Browse
Introduction
Inspecting the internal structure of a PDF file involves a lot of things (decompression, parsing, xref indexing, etc...) in order to make sense of the raw bytes.
PDFSyntax takes care of the processing and proposes a visualization approach that consists in adding information and hyperlinks on top of a text that is a mostly a pretty-print of the PDF data once uncompressed. It respects the physical flow of the file while offering a logical navigation between revisions (incremental updates) and between objects.
Architecture
PDFSyntax is a self-contained Python package - without any dependency - and is principally a low-level PDF library.The browse
command is its highest and most visible part.

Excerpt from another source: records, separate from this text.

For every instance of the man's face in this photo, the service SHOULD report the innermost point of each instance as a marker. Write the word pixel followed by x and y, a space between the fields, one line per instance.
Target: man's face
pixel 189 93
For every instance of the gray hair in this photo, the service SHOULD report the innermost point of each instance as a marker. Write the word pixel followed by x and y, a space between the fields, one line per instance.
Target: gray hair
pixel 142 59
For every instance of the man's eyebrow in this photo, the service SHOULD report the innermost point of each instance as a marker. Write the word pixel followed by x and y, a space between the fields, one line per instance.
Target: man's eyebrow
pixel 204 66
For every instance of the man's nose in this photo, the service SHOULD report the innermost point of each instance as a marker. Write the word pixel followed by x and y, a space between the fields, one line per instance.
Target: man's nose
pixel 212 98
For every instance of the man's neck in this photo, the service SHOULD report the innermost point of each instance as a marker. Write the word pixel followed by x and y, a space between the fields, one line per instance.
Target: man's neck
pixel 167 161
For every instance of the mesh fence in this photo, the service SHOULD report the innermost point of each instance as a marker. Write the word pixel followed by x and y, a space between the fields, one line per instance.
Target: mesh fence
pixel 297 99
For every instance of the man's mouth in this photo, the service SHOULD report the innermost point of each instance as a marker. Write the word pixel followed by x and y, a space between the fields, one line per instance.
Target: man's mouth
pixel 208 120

It produces static HTML content that offers sufficient interactivity: JavaScript may be disabled.
Demo
Please try the LIVE DEMO of a full static HTML output that you can browse, at https://pdfsyntax.dev/simple_text_string.html (hosted on GitHub Pages).
Here is the same example, as a partial screenshot:
NB: this is the output produced for the Simple Text String example file from the PDF Specification.
Usage
PDFSyntax can be installed from the GitHub repo (no dependency) or from PyPI:
pip install pdfsyntax
Redirect the standard output to a file that you can open in your browser:
python3 -m pdfsyntax browse file.pdf > inspection_file.html
Features
The generated HTML "looks" like an augmented raw PDF file with the following additional work:
- Add a reverse index: links to where an object is used
- Add a page index in a navigation menu
- Add a physical minimap in a navigation menu
- Indent to pretty-print dictionary objects
- Extract objects contained in object streams and insert them in the flow like regular objects
- Decompress streams and display a small part of it
- Turn indirect object references into hyperlinks
- Turn offset references (for example a /Prev entry) into hyperlinks
- Display file offsets of objects in a left margin
- Put some color on important names (for example /Type)
- Put some color on warnings (for example the presence of /JS)
- Light & dark modes
WARNING: Encrypted files are not supported yet